Can structured interfaces help language models control GUIs better?

Explores whether separating visual understanding from element grounding through an intermediate interface layer improves how language models interact with graphical interfaces. Matters because current end-to-end approaches ask models to do too much at once.

Synthesis note · 2026-05-03 · sourced from Tool Computer Use

Agent S's contribution is conceptual as much as engineering: it ports the Agent-Computer Interface (ACI) idea from coding agents to GUI agents. The motivating observation is that MLLMs handed raw screenshots are asked to do too much at once — identify icon semantics and predict the next action on a specific element simultaneously — which is observationally where they fail.

The ACI is therefore designed to factor the problem. The dual-input strategy uses visual input for understanding environmental changes (what the screen looks like, what just happened) while pairing it with an image-augmented accessibility tree for precise element grounding (which element is which, and where). The action space is bounded to language-based primitives like click(element id) — narrow enough to be reliably common-sense reasonable for an MLLM, broad enough to compose into complex tasks, and at a temporal resolution that lets the agent observe immediate task-relevant feedback after each action.

This factoring matches a deeper architectural choice: planning and grounding have distinct optimization requirements. Planning needs flexibility and error recovery. Grounding needs accuracy. Mixing them in a single end-to-end policy means each pulls against the other (see Why do planning and grounding pull against each other in agents?). The ACI's job is to be the abstraction layer that lets each concern be optimized separately.

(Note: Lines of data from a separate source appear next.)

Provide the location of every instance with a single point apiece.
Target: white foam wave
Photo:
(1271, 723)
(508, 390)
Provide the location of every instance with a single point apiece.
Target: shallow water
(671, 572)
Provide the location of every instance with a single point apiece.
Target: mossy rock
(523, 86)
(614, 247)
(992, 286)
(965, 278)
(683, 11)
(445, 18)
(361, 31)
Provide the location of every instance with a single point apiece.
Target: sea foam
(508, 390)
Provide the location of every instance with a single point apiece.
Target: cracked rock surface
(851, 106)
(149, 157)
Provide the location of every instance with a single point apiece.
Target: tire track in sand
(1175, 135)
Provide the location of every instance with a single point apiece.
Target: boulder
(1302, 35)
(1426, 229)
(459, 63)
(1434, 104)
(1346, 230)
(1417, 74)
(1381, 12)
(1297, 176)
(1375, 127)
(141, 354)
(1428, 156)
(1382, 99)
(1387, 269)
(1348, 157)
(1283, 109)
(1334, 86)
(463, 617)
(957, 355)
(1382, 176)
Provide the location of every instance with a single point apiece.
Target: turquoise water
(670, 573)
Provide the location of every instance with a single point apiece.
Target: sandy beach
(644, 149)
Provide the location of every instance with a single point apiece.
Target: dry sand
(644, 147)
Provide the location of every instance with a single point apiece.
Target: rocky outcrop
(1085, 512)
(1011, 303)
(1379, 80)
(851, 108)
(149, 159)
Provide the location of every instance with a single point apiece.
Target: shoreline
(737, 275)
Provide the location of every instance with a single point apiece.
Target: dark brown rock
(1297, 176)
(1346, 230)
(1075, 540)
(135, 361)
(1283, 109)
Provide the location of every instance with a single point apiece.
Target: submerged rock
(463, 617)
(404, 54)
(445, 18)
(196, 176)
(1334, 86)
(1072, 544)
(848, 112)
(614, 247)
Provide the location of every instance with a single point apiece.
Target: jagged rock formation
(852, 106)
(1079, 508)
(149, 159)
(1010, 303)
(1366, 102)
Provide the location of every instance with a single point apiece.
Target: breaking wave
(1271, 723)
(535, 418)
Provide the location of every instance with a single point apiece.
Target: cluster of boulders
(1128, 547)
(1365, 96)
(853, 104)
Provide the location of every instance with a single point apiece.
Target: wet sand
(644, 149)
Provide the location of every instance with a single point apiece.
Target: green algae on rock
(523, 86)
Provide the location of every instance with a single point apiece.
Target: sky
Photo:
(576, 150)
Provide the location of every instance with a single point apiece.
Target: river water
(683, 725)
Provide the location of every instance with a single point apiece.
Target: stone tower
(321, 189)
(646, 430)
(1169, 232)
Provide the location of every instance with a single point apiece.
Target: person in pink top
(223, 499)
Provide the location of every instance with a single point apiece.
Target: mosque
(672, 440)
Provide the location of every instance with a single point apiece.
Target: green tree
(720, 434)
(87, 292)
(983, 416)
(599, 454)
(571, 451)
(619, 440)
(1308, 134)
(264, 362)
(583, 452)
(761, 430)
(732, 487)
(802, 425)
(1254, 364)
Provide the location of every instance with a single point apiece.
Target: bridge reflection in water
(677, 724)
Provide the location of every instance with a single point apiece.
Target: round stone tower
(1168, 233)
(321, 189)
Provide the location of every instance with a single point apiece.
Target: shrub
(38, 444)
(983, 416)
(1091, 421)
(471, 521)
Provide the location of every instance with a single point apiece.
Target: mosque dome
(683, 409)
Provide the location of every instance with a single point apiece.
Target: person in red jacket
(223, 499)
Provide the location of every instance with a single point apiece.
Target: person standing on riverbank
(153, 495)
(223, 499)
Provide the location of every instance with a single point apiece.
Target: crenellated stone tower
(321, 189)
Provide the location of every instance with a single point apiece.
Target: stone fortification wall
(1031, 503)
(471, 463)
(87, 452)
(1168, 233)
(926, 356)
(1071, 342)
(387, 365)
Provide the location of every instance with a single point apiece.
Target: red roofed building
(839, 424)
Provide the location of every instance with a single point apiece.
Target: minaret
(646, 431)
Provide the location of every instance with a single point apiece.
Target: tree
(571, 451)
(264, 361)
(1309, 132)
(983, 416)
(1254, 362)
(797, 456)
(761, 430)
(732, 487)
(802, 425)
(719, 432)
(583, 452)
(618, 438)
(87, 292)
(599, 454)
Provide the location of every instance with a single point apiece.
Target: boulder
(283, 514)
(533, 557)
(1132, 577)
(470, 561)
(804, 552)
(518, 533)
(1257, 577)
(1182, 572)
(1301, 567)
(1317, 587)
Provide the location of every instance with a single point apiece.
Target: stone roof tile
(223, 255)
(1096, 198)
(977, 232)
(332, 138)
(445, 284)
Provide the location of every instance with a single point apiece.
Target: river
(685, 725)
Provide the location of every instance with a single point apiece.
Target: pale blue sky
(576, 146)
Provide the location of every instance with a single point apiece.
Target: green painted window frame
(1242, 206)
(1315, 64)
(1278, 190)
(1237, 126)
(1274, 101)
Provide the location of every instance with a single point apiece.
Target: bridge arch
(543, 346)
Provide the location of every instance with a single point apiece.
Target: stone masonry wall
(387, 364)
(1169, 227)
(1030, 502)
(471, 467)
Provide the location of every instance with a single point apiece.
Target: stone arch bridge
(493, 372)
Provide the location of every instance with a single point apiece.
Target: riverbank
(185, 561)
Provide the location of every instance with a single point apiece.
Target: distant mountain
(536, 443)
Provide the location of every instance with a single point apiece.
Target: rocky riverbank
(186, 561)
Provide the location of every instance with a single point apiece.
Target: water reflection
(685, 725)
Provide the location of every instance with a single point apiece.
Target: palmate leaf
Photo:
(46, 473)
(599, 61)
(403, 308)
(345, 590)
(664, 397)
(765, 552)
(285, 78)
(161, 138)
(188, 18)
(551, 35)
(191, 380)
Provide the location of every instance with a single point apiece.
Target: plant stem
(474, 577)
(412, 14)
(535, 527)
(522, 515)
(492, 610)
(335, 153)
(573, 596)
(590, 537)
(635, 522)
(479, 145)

Empirically the design pays off — 9.37% absolute gain over the OSWorld baseline, plus generalization across operating systems on WindowsAgentArena. The transferable claim is that "look at the screen and act" is the wrong primitive for GUI agents at the current model frontier. The right primitive is a structured interface that hands the model what each cognitive sub-task actually needs.

Inquiring lines that use this note as a source 37

This note is a source for these synthesized inquiries. Follow a line forward into its question, or open it to trace back to all of its sources.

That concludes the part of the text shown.